Beyond transformation: Unleashing the secrets of plant-fungal interactions with a simple yet highly effective confocal staining technique

Authors: NELSON, ASHLEY - North Dakota State University; KARIYAWASAM, GAYAN - North Dakota State University; Wyatt, Nathan; LING, JI - North Dakota State University; HAUEISEN, JANINE - Max Planck Institute For Evolutionary Biology; STUKENBROCK, EVA - Max Planck Institute For Evolutionary Biology; BOROWICZ, PAWEL - North Dakota State University; Friesen, Timothy

Submitted to: Molecular Plant-Microbe Interactions
Publication Type: Peer Reviewed Journal
Publication Acceptance Date: 9/17/2024
Publication Date: N/A
Citation: N/A

Interpretive Summary: Fungi account for around 85% of all crop losses caused by pathogens. Fluorescent microscopy is the best way to visualize how these fungal pathogens are penetrating and colonizing their respective hosts. However, the differentiation of plant and fungal material using fluorescent microscopy is not straightforward especially for non-model systems. Here we present a simple yet effective method for visualizing any plant-fungal interaction. This method does not require transformation with fluorescent protein genes but rather uses commonly available fluorescent stains that clearly differentiate plant and fungal material. Using this method we were also able to use machine learning to more accurately describe both the increase in fungal biomass (a proxy for pathogen health) and nuclear degradation (a hallmark of host controlled programmed cell death) to more effectively asses three plant- fungal pathogen interactions including net form net blotch on barley, septoria nodorum blotch on wheat, and Cercospora leaf blotch on sugar beet. This information is already being used by multiple researchers evaluating additional plant-fungal interactions.

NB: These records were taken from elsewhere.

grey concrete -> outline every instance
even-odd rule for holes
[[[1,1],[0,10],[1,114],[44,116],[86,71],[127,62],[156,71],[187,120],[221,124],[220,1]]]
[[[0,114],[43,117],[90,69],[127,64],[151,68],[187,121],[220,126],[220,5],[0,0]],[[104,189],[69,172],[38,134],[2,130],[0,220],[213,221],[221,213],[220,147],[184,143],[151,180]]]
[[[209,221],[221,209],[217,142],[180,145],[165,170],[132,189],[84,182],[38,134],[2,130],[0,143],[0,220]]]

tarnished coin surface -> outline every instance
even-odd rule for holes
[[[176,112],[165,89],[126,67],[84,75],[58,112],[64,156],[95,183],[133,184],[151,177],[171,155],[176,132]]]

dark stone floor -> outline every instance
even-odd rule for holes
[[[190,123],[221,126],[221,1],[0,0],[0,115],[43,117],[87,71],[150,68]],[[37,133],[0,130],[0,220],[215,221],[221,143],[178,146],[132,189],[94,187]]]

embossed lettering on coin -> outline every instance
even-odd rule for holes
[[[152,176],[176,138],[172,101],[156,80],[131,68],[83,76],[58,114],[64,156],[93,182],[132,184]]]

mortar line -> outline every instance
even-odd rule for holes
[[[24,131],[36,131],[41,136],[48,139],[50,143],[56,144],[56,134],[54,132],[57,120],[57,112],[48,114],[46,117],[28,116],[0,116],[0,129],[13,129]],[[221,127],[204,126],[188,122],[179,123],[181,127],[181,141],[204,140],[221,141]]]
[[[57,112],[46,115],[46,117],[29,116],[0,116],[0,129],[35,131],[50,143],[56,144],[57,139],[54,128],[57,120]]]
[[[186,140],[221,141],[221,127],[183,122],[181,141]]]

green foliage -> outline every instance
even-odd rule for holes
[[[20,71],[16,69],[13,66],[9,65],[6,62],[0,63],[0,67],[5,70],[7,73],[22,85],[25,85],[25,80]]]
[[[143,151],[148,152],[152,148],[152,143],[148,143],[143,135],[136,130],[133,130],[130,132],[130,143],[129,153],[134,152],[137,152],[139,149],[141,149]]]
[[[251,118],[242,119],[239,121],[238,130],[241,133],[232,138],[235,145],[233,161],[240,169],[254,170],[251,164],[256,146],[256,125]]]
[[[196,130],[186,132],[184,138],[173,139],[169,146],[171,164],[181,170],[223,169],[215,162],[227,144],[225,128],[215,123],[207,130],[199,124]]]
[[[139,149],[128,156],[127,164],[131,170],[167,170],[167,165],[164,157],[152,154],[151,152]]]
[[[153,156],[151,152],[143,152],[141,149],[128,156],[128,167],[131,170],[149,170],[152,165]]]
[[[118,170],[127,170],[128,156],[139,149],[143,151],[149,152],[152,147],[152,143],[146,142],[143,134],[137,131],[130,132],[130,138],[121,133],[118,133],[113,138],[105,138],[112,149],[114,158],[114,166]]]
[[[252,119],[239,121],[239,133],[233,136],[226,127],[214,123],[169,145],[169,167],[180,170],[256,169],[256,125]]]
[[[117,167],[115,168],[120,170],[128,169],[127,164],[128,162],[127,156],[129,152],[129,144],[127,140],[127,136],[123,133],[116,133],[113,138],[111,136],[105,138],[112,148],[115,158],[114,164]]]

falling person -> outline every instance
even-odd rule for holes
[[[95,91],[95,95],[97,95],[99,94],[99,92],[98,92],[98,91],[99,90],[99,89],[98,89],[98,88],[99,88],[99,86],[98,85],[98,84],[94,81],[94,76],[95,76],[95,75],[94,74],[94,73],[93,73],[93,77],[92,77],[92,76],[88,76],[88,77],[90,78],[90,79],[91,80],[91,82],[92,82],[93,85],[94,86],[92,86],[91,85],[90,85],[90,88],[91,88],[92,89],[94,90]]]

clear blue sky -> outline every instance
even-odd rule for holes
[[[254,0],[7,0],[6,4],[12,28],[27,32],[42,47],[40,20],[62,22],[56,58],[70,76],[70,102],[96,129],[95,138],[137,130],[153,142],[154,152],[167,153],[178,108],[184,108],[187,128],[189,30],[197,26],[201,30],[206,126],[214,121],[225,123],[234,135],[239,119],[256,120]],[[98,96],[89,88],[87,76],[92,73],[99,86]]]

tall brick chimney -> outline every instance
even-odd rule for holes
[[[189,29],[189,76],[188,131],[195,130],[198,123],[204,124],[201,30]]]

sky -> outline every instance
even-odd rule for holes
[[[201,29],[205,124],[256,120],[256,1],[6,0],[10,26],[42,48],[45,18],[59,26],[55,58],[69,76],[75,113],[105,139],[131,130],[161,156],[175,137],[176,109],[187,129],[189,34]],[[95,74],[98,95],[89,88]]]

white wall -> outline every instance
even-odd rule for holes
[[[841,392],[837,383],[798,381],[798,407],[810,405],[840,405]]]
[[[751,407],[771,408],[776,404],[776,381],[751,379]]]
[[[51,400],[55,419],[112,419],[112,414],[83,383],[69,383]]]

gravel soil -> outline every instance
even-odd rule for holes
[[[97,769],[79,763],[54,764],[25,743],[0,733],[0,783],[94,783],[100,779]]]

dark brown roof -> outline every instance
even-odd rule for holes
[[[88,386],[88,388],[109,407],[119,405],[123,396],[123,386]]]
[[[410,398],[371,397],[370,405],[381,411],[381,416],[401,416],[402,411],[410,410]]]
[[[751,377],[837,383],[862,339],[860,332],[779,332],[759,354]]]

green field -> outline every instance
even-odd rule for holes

Technical Abstract: Laser scanning confocal microscopy’s ability to generate high-contrast 3D images has become essential to studying plant-fungal interactions. Techniques such as visualization of native fluorescence, fluorescent protein tagging of microbes, GFP/RFP-fusion proteins, and fluorescent labelling of plant and fungal proteins have been widely used to aid in these investigations. Use of fluorescent proteins have several pitfalls including variability of expression in planta and the requirement of gene transformation. Here we used the unlabeled pathogens Parastagonospora nodorum, Pyrenophora teres f. teres, and Cercospora beticola infecting wheat, barley, and sugar beet respectively, to show the utility of a staining and imaging technique that uses propidium iodide (PI) and wheat germ agglutinin labeled with fluorescein isothiocyanate (WGA-FITC) to visualize fungal colonization of plants. This method relies on the use of KOH to remove the cutin layer of the leaf, increasing its permeability. This permeability allows the staining solution to penetrate and efficiently bind to its targets, resulting in a consistent visualization of cellular structures. We have also used this staining technique in conjunction with machine learning to analyze fungal volume (biomass), which indicates the fitness of the pathogen in planta, as well as quantifying nuclear breakdown, an early indicator of programmed cell death (PCD).This technique is simple to use, robust, consistent across host species, and can be applied to any plant-fungal interaction. Therefore, this technique can be used to characterize model systems as well as non-model interactions where transformation is not routine.